But experts warn the high-tech network of sensors and buoys would be useless unless countries like Indonesia beef up communications links to the coastal communities that would be hit by giant waves.
Many coastal villages that bore the brunt of last month's earthquake and tsunami lack modern communication networks. Many don't even have telephones.
An Indian Ocean tsunami warning system is expected to dominate Thursday's gathering of leaders from stricken nations and world donors following the Dec. 26 earthquake and tsunami that killed an estimated 150,000 people.
"There's no point in spending all the money on a fancy monitoring and a fancy analysis system unless we can make certain that the infrastructure for the broadcast system is there," said Phil McFadden, chief scientist at Geoscience Australia, which has been tasked with designing an Indian Ocean system by the Australian government.

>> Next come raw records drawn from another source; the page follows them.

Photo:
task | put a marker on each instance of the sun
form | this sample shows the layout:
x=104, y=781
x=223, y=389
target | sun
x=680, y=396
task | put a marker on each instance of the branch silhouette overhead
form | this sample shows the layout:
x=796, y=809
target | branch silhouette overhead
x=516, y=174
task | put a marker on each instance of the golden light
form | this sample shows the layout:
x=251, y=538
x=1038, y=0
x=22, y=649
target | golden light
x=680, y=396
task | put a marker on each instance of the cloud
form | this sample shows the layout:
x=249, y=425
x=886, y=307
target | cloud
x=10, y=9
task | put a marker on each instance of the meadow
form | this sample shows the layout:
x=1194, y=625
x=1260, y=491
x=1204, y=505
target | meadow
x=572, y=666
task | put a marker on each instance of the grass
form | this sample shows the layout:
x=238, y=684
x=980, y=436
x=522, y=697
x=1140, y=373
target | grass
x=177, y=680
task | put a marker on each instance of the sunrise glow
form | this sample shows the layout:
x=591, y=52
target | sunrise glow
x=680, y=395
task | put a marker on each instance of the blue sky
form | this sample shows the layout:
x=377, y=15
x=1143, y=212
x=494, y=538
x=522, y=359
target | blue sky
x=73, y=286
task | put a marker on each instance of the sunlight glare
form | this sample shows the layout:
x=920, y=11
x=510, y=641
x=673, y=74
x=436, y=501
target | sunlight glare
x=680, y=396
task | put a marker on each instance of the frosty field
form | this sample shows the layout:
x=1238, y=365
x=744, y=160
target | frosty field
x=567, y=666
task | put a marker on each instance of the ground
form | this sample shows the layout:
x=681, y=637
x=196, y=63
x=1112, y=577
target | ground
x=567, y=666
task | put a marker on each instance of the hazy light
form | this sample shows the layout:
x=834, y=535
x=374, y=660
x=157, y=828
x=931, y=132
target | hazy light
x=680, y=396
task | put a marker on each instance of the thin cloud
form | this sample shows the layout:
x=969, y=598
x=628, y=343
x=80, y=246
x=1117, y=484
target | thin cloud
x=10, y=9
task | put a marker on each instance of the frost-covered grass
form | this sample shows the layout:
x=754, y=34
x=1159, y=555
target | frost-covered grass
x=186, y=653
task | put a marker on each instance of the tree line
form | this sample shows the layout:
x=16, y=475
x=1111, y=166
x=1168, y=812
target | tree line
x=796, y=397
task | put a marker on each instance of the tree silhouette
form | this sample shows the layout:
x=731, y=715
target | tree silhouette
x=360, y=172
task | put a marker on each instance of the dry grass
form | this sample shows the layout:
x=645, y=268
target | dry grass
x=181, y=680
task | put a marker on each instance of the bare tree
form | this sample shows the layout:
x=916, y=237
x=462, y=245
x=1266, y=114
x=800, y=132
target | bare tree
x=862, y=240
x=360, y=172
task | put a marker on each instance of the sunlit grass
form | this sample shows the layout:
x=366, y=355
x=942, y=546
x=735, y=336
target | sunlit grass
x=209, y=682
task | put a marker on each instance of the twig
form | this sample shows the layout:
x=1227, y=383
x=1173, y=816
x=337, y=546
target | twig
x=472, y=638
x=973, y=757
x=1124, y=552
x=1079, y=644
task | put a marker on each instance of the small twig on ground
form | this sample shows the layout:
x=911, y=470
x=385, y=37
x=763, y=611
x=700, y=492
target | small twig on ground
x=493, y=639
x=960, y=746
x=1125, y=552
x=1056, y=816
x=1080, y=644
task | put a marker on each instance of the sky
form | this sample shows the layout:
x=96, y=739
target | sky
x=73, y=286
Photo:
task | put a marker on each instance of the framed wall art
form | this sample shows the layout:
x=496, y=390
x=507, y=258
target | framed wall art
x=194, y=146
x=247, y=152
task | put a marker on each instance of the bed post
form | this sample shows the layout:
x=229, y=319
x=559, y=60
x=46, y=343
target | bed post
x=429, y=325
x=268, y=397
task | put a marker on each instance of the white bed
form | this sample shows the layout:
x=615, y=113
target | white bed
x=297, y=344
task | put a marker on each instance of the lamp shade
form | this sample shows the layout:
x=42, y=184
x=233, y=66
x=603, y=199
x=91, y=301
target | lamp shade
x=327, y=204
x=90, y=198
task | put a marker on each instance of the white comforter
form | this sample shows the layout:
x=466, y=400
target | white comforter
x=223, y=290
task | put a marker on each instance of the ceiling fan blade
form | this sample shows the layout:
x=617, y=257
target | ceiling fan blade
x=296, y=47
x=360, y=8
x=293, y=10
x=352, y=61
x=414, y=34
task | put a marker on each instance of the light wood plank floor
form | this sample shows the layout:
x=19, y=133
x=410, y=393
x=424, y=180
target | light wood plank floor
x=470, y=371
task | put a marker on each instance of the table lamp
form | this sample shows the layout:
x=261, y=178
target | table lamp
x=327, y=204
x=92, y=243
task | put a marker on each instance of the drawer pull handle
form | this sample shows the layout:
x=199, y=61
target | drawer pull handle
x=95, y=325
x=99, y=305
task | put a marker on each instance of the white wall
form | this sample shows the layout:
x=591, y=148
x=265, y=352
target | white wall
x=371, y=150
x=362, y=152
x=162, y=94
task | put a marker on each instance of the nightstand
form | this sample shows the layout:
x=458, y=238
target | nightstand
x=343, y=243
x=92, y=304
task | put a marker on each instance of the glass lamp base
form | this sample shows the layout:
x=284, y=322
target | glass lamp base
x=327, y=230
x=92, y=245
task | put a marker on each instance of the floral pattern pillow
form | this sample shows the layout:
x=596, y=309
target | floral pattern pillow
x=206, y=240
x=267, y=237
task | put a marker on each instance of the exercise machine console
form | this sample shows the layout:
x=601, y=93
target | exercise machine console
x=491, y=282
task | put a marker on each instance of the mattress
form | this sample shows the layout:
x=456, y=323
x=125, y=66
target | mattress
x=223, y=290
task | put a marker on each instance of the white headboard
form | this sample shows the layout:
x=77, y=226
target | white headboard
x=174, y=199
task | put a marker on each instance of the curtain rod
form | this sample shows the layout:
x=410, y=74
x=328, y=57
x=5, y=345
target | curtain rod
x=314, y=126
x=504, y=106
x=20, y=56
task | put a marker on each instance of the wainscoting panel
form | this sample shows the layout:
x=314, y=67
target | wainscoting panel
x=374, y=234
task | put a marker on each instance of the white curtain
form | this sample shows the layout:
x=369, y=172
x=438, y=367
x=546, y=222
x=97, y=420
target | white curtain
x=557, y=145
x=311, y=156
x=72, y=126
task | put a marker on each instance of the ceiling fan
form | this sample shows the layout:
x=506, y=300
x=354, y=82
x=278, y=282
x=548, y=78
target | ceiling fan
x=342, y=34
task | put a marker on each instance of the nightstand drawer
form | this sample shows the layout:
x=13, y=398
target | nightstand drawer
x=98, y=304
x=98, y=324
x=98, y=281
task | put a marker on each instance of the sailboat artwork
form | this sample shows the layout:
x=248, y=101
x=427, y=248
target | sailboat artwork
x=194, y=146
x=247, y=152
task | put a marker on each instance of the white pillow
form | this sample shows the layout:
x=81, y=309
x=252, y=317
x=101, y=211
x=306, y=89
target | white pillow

"That's going to require a lot of work," he said. "If it's a tsunami, you've got to get it down to the last Joe on the beach. This is the stuff that is really very hard."
Asian leaders including Japanese Prime Minister Junichiro Koizumi - whose nation's $500 million pledge makes it the biggest contributor so far - are to attend Thursday's summit, along with U.S. Secretary of State Colin Powell, U.N. Secretary-General Kofi Annan and top European Union officials.
At a joint news conference Tuesday in Bangkok with U.S. Secretary of State Colin Powell - visiting to assess tsunami relief needs - the Thai government said it would welcome U.S. technical assistance for an early warning system for tsunamis in the Indian Ocean and South China Sea.
A tsunami warning system already links 26 Pacific Ocean nations. If it had been expanded to the Indian Ocean coastal countries, the National Oceanic and Atmospheric Administration might have been able to warn them, the agency's chief, Conrad C. Lautenbacher, said last week.
Over the years, the United Nations and other agencies that track tsunamis have endorsed establishing such a system for the Indian Ocean.
But the countries that suffered the highest death tolls, like Indonesia and Sri Lanka, say they lack the funds to finance such a system.
Among the dozen nations affected by the Dec. 26 earthquake and tsunami, only Indonesia received any warning from NOAA, and then only indirectly through Australia. Officials from the Pacific Ocean warning system put out an advisory to their members and attempted unsuccessfully to contact countries in the path of the tsunami.
Thailand and Indonesia are pushing hard for the system. Thai Foreign Minister Surakiart Sathirathai said it would help provide "security for tourists" that are the lifeblood of southern Thailand.
McFadden said a system for the Indian Ocean basin would include 30 seismographs to detect earthquakes. Ten tidal gauges and six special DART (deep ocean assessment and reporting of tsunamis) buoys would also be needed determine whether an earthquake has generated a tsunami, he said.
He estimates that each DART buoy will cost about $250,000 initially, plus annual maintenance costs of up to $50,000.
"My guess at this stage is probably about six DART buoys, which is a fair amount of money," he said. "But this amount of money is nothing compared to the cost of what has happened."
But McFadden's figures do not include the cost of upgrading communications networks in many countries.
Prih Harjadi of the Indonesian Meteorological & Geophysical Agency agrees.
"It's a problem of infrastructure," he said. "We could produce information but we would just send it to local governments. It is up to the authorities there to evacuate the people. Right now, there is nothing."